Une femme qui a pompé le jus de la vie est plus qu’une autre en garde pour ses enfants. On dirait que le vice veuille prêcher la vertu. Ma très honorée mère, assez satisfaite de la charmante épreuve qu’elle avait faite du plaisir, craignit que je ne fusse tentée de l’imiter. Un beau jour, sous le prétexte de me guérir un petit bouton que j’avais à la cuisse et dont je me plaignais, elle s’aperçut que déjà mon trésor s’ombrageait, et que je ne sais quelle pièce où réside le sentiment des femmes, prenait de la longueur, de la couleur, de la raideur.

— Oh ! oh ! dit-elle en s’écriant sans y penser, cette petite fille est déjà en chaleur ; il faut, ma foi, la mettre sous clef, sans cela sa cloison sera bientôt forcée. Eh ! que de mal sur la terre !

Je n’entendais rien à cette exclamation ; aussi ne m’affecta-t-elle pas ; mais quelques mois après, ma mère m’annonça que je lui devais les plus grandes actions de grâces, qu’elle s’épuisait pour mon éducation, et qu’elle me recommandait d’être sage jusqu’à la mort. Elle finissait à peine ces mots, qu’une bégueule en béguin et portant croix d’argent, entre, salue ma mère en tendant le cul, lui demande sa fille, et m’invite à la suivre.

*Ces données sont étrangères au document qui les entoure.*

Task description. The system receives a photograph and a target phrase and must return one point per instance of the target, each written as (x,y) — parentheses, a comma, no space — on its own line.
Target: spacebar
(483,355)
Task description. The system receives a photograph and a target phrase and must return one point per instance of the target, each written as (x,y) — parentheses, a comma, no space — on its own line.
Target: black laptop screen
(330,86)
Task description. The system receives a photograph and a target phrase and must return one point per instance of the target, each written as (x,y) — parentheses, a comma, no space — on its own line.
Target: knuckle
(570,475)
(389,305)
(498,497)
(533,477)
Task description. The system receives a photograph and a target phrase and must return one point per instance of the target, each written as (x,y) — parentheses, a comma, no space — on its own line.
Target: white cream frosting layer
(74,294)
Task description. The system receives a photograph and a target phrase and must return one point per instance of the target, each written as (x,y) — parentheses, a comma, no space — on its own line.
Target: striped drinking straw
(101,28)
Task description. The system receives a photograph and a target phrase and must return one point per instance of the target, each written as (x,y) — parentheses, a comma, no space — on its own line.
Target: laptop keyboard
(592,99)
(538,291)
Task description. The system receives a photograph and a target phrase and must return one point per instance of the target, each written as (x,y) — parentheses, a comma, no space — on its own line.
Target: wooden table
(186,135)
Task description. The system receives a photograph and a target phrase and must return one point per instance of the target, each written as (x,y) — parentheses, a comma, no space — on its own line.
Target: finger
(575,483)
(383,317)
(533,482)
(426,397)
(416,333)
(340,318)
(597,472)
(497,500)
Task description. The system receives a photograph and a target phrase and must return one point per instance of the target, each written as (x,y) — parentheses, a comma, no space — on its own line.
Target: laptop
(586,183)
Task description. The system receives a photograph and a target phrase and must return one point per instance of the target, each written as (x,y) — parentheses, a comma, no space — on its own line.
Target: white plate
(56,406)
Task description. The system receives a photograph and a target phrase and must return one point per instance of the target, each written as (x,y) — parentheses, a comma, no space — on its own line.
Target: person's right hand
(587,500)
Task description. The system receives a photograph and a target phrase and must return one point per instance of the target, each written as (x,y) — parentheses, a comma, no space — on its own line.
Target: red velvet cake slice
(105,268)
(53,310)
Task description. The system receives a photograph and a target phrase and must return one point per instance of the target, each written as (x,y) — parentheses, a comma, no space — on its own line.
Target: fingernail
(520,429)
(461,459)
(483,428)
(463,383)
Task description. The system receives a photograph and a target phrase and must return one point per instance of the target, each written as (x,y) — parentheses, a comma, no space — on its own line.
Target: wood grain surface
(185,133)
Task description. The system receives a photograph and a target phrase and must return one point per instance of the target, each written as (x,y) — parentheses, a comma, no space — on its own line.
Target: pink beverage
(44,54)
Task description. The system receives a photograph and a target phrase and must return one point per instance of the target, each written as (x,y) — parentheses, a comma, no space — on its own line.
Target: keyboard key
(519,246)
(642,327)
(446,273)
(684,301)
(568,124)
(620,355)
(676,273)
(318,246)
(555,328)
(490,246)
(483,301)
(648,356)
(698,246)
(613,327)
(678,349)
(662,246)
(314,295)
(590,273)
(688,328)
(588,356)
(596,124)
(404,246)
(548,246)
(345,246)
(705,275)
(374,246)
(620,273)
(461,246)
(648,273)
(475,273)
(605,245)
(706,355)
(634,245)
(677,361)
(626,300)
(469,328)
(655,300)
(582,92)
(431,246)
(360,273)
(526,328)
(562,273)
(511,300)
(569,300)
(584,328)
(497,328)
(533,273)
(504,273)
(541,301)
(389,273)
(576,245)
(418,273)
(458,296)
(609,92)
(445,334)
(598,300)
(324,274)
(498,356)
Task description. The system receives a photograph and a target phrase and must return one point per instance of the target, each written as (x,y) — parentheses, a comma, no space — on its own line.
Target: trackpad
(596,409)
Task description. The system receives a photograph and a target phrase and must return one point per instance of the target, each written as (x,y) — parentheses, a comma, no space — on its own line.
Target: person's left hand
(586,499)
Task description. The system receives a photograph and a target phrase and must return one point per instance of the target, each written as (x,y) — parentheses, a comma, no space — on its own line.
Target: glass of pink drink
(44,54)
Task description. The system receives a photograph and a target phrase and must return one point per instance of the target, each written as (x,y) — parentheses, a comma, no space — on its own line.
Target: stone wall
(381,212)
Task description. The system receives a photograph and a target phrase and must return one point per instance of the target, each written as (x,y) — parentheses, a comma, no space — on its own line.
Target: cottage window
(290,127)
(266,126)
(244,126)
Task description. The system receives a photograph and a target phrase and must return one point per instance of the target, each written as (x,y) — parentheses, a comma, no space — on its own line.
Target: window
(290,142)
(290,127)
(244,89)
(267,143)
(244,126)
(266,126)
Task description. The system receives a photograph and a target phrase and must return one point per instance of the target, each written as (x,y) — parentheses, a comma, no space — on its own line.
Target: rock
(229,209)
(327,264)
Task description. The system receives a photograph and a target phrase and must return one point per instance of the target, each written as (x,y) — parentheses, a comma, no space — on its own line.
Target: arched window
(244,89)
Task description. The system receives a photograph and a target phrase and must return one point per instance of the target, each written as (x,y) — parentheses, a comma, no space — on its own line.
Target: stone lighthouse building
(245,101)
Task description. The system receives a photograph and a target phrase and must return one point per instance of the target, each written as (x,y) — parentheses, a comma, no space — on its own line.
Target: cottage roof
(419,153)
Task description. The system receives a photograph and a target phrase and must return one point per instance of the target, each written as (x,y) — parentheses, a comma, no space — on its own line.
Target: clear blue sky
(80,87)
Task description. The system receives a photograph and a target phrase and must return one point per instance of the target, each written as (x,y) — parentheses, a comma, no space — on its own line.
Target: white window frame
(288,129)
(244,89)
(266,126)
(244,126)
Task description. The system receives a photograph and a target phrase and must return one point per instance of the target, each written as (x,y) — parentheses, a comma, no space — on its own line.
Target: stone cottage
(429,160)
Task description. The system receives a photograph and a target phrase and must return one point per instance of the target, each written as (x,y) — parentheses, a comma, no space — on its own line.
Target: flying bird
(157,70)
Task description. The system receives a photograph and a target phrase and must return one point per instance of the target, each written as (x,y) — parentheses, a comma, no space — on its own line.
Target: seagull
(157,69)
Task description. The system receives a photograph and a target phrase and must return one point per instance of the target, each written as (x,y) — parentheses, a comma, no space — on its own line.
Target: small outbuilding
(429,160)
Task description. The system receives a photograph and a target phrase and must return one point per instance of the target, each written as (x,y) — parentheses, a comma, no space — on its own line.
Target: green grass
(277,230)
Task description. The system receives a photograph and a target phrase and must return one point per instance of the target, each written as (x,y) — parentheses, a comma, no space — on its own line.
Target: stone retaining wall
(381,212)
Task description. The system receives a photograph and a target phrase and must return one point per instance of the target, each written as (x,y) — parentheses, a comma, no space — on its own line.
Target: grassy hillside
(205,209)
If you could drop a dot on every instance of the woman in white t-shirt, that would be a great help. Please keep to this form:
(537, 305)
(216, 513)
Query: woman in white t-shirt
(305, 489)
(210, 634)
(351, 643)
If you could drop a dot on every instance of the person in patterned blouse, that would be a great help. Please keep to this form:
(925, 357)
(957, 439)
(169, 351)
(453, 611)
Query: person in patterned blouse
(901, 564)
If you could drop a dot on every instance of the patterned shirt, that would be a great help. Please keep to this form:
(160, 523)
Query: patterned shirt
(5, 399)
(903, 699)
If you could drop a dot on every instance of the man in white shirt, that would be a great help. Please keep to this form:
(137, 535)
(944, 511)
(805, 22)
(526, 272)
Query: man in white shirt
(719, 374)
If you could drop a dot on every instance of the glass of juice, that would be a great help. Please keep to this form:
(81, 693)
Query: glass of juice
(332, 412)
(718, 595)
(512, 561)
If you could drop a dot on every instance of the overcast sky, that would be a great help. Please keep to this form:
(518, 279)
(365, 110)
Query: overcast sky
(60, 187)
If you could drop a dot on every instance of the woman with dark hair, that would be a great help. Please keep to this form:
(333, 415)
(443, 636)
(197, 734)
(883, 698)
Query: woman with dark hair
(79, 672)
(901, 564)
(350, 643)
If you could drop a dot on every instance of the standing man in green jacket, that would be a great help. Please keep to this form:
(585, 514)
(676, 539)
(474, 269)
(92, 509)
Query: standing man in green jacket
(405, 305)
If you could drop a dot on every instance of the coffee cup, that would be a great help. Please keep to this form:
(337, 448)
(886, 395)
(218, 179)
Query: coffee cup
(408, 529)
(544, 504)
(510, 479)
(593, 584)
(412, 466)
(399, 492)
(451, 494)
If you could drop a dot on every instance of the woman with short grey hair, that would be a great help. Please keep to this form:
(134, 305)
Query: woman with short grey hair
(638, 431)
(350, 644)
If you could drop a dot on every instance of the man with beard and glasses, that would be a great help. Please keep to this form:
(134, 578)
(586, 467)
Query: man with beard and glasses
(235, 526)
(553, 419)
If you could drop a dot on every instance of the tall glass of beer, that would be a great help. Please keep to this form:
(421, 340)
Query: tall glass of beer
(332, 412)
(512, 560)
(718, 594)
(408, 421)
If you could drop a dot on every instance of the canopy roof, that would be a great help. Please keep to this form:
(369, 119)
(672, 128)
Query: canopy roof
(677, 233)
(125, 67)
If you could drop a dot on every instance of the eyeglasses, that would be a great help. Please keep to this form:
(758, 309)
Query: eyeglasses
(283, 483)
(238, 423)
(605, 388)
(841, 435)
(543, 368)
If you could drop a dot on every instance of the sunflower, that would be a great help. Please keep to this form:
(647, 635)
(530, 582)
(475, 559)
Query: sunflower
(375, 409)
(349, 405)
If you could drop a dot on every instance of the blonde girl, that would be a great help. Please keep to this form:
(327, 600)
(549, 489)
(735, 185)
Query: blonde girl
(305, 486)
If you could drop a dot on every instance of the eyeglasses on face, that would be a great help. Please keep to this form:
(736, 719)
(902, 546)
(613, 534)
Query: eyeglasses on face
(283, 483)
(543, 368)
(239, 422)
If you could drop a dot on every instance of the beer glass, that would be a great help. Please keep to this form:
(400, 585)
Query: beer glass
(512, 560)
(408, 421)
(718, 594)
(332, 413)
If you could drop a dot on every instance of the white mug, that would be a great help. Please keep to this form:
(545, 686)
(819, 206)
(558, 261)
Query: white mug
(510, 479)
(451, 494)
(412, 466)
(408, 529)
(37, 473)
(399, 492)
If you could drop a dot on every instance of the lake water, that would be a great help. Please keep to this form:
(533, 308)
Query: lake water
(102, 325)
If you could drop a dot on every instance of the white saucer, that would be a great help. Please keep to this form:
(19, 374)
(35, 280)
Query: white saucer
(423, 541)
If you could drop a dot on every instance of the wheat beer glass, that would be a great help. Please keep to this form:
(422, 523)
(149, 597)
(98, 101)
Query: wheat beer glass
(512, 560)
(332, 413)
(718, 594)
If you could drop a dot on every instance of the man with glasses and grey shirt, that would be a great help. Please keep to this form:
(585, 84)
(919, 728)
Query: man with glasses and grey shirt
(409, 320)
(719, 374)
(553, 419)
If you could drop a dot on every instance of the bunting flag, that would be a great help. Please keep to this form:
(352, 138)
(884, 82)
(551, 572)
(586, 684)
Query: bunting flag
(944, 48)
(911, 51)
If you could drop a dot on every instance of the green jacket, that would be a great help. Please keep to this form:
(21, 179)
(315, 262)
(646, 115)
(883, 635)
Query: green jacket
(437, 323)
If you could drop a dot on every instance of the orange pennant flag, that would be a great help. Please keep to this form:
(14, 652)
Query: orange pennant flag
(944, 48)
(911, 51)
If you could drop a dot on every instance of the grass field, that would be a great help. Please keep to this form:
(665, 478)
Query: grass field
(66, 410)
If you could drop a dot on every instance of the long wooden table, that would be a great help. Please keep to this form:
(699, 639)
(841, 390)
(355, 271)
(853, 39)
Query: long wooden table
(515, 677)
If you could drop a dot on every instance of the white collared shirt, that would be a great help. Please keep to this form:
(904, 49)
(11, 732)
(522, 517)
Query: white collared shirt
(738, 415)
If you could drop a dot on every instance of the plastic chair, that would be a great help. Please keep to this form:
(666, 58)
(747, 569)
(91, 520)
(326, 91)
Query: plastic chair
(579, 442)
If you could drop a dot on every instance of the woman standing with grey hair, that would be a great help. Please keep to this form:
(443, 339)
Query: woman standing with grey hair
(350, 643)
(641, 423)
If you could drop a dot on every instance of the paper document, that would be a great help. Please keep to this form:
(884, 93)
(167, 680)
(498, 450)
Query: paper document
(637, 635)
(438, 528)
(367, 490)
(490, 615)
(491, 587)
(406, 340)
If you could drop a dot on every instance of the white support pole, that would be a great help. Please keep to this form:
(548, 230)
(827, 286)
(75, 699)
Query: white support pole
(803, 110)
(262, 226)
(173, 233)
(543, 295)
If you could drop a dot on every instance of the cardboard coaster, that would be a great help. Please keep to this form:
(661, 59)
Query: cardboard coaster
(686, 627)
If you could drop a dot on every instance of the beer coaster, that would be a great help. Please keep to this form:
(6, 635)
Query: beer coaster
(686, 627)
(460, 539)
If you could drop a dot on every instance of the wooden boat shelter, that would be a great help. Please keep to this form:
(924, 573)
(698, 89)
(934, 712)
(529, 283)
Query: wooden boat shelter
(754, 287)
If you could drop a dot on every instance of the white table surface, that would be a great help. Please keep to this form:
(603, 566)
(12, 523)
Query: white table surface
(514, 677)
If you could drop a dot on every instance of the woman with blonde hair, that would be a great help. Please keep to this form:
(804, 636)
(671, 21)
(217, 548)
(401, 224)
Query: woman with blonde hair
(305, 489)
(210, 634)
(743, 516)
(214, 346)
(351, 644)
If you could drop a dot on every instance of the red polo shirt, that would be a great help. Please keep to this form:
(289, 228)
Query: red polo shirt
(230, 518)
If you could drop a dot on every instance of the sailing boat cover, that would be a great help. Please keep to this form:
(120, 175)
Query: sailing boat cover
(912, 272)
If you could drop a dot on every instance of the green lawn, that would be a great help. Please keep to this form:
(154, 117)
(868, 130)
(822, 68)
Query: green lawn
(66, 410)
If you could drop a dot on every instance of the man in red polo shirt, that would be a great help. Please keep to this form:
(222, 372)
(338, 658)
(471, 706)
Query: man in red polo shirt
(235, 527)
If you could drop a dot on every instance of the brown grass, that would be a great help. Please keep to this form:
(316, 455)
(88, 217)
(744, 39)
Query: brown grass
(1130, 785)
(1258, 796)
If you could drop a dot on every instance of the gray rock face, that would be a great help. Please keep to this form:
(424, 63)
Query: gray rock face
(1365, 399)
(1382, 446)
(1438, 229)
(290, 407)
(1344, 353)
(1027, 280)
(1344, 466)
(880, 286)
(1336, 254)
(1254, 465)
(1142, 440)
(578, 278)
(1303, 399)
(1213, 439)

— Mignonne, me dit ma chère mère, ton trousseau est d’avance chez les Dames Visitandines ; cette sœur va te conduire au port du salut. Si je suis contente de toi, je ne tarderai pas à te rappeler. Apprends dans le couvent à être honnête fille et bonne chrétienne. Si tu te laissais coiffer du même béguin, je m’en consolerais, et tu serais au mieux.

J’étais assez enfant pour ne faire aucune réflexion. J’obéis en pleurant et en embrassant ma tendre mère, qui fondait en larmes. La tourière, qui faisait l’Agnès, nous consola toutes les deux. La cruelle séparation se fit.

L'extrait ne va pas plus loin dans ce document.